I've spent a lot of time in the last couple of weeks in front of my TV drinking in the thrills and spills of the Winter Olympics. I loved it all but am unlikely to emulate the teeniest, weeniest Olympic manouevre when I get onto the slopes in Austria next month.
One of the events I enjoyed most was the figure skating and coincidentally or not the film I, Tonya which deals with the notorious attack on an American skater to prevent her taking part in the Lillehammer games in 1994 was showing at the Cameo. Tonya Harding was banned from competitive skating for life because of her involvement. The film paints a picture of Harding's upbringing by an unloving, fiercely pushy mother and her physically abusive marriage which inspires a great deal of sympathy for her, or it did in this spectator.

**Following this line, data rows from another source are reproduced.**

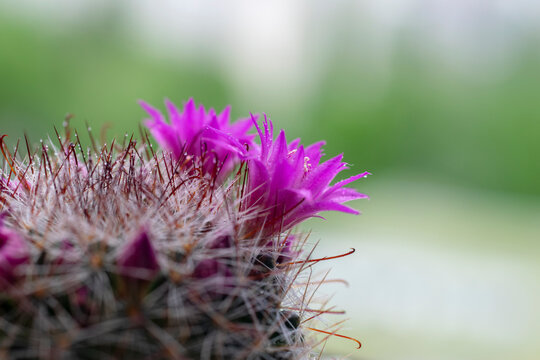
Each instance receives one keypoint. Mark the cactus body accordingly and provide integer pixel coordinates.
(129, 253)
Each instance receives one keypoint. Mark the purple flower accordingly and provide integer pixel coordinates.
(206, 136)
(13, 254)
(290, 184)
(138, 260)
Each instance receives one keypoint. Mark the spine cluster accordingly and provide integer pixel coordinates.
(122, 252)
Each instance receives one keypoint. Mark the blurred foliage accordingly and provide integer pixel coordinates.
(427, 119)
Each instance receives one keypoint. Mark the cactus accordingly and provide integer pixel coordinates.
(185, 253)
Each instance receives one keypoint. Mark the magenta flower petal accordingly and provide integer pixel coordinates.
(138, 259)
(290, 184)
(13, 255)
(212, 141)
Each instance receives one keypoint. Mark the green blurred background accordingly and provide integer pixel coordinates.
(439, 99)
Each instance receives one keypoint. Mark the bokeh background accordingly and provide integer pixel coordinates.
(439, 99)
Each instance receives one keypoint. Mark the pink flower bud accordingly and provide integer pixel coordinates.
(138, 260)
(13, 254)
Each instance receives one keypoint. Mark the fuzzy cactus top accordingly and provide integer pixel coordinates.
(184, 253)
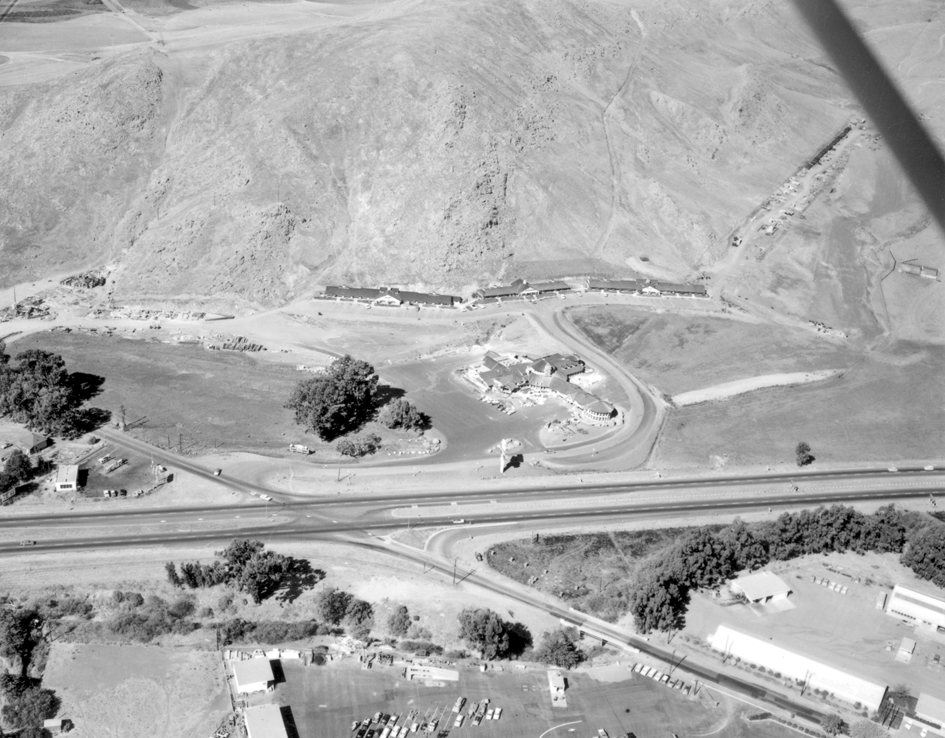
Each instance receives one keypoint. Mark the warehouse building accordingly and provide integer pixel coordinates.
(929, 715)
(916, 608)
(266, 721)
(763, 586)
(253, 675)
(815, 674)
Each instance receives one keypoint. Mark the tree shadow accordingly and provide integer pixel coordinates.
(85, 386)
(520, 639)
(299, 578)
(88, 419)
(385, 393)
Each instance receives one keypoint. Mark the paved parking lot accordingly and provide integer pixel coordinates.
(326, 700)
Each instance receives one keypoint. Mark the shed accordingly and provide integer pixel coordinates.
(253, 675)
(56, 725)
(266, 721)
(67, 478)
(930, 710)
(761, 587)
(916, 608)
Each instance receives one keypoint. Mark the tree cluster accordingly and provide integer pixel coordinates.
(337, 607)
(557, 649)
(492, 636)
(925, 553)
(246, 564)
(237, 630)
(399, 413)
(359, 446)
(659, 592)
(39, 392)
(336, 402)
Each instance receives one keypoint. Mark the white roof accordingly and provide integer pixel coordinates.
(796, 666)
(67, 474)
(253, 671)
(265, 722)
(931, 707)
(761, 585)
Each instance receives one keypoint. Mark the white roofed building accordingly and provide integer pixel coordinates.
(761, 587)
(253, 675)
(916, 608)
(816, 674)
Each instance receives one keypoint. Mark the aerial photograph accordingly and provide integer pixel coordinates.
(472, 368)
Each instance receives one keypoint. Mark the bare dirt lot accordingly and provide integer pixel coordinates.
(886, 407)
(112, 691)
(682, 353)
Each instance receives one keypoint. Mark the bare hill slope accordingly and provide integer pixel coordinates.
(440, 144)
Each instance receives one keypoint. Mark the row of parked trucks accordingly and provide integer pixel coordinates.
(382, 725)
(658, 676)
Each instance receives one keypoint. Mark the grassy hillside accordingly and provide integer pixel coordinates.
(436, 144)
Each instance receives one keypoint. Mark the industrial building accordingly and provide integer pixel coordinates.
(67, 478)
(929, 715)
(253, 675)
(265, 721)
(814, 674)
(762, 586)
(916, 608)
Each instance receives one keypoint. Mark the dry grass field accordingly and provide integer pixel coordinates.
(680, 353)
(121, 691)
(886, 407)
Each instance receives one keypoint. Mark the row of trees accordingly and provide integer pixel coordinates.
(344, 398)
(26, 703)
(246, 564)
(658, 594)
(37, 391)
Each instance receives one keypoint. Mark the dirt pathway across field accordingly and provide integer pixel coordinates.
(741, 386)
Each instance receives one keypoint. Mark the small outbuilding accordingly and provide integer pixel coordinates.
(67, 478)
(763, 586)
(266, 721)
(253, 675)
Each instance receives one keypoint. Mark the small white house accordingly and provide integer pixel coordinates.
(67, 478)
(253, 675)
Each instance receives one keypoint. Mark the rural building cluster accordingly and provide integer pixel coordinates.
(767, 594)
(548, 375)
(520, 289)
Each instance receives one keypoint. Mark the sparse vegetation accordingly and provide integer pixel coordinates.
(359, 446)
(399, 413)
(492, 636)
(338, 401)
(557, 648)
(40, 393)
(246, 564)
(803, 455)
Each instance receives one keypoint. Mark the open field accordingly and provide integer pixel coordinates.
(326, 700)
(683, 353)
(114, 691)
(844, 630)
(886, 408)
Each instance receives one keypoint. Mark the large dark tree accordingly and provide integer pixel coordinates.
(557, 648)
(38, 392)
(338, 401)
(925, 553)
(485, 631)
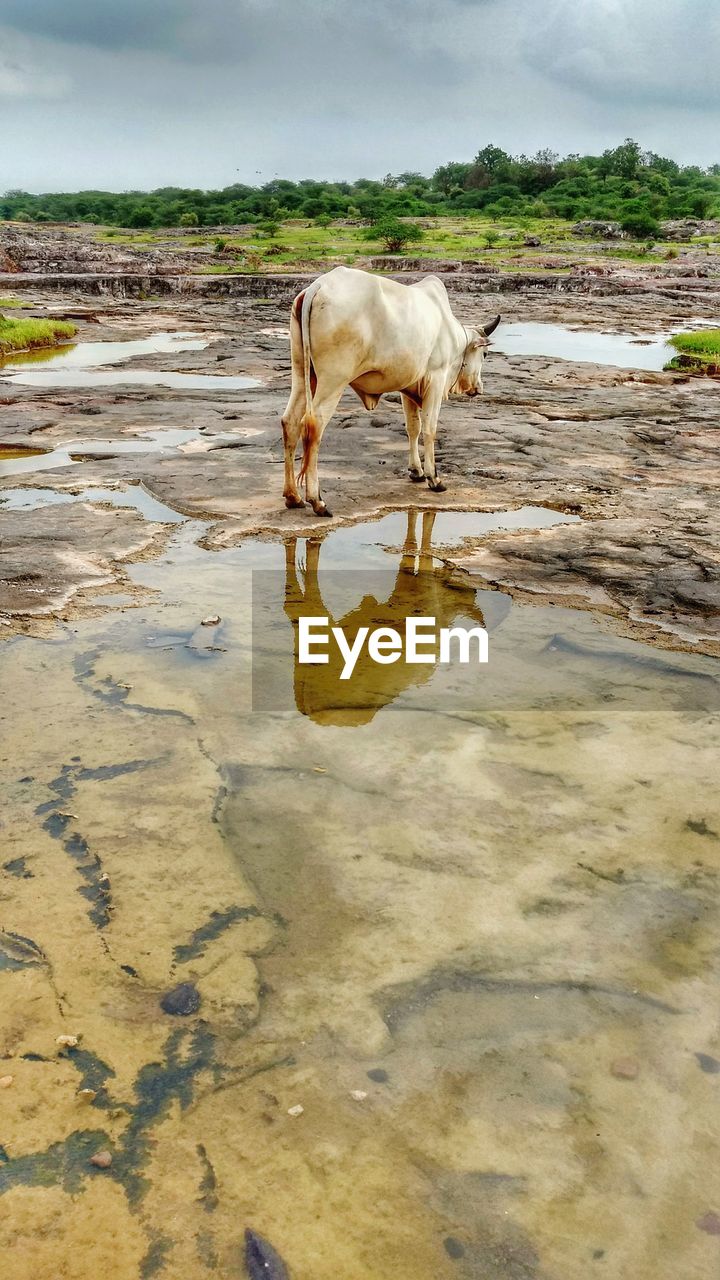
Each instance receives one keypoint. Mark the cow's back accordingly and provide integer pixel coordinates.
(367, 321)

I've seen more films recently in a bid to maximise the benefits of my Cameo membership before it runs out. They are asking what seems to me too much for renewal this year. One was another abrasive mother daughter relationship, fictional this time, entertainingly told in Ladybird complete with happy ending. While in Three Billboards outside Ebbing Missouri the daughter is already dead and the black comedy is the tale of how the mother tries to force the cops to get off their butts and find her killer. It's very funny.
I wasn't so keen on Phantom Thread, despite it being lauded by the critics. While it's very beautiful and well acted and all that it was a bit dull.
The Grads had a couple of shows in the SCDA one-act competition this month and I managed to see them both and enjoyed them both and they came first and third which must be the best result we've had for some time. I'm in the Grads production of Macbeth which is now in rehearsal though so far it's been focussed on jaw, jaw, jaw Luckily I missed the session in which we were asked to associate a song with our character (in my case characters since I'm two) and blether about various other odds and sods. I'm all for getting on with the action and drawing out character and relationships and meaning in the process.
That's on in May. One of our Fringe shows will be a new play called Skirt written by Claire and it had its first airing at a readthrough last week. She's tried quite successfully to pack a multitude of what we might loosely describe as women's issues into a piece intended to run for an hour and twenty minutes. Men do get a look in with some nice parts.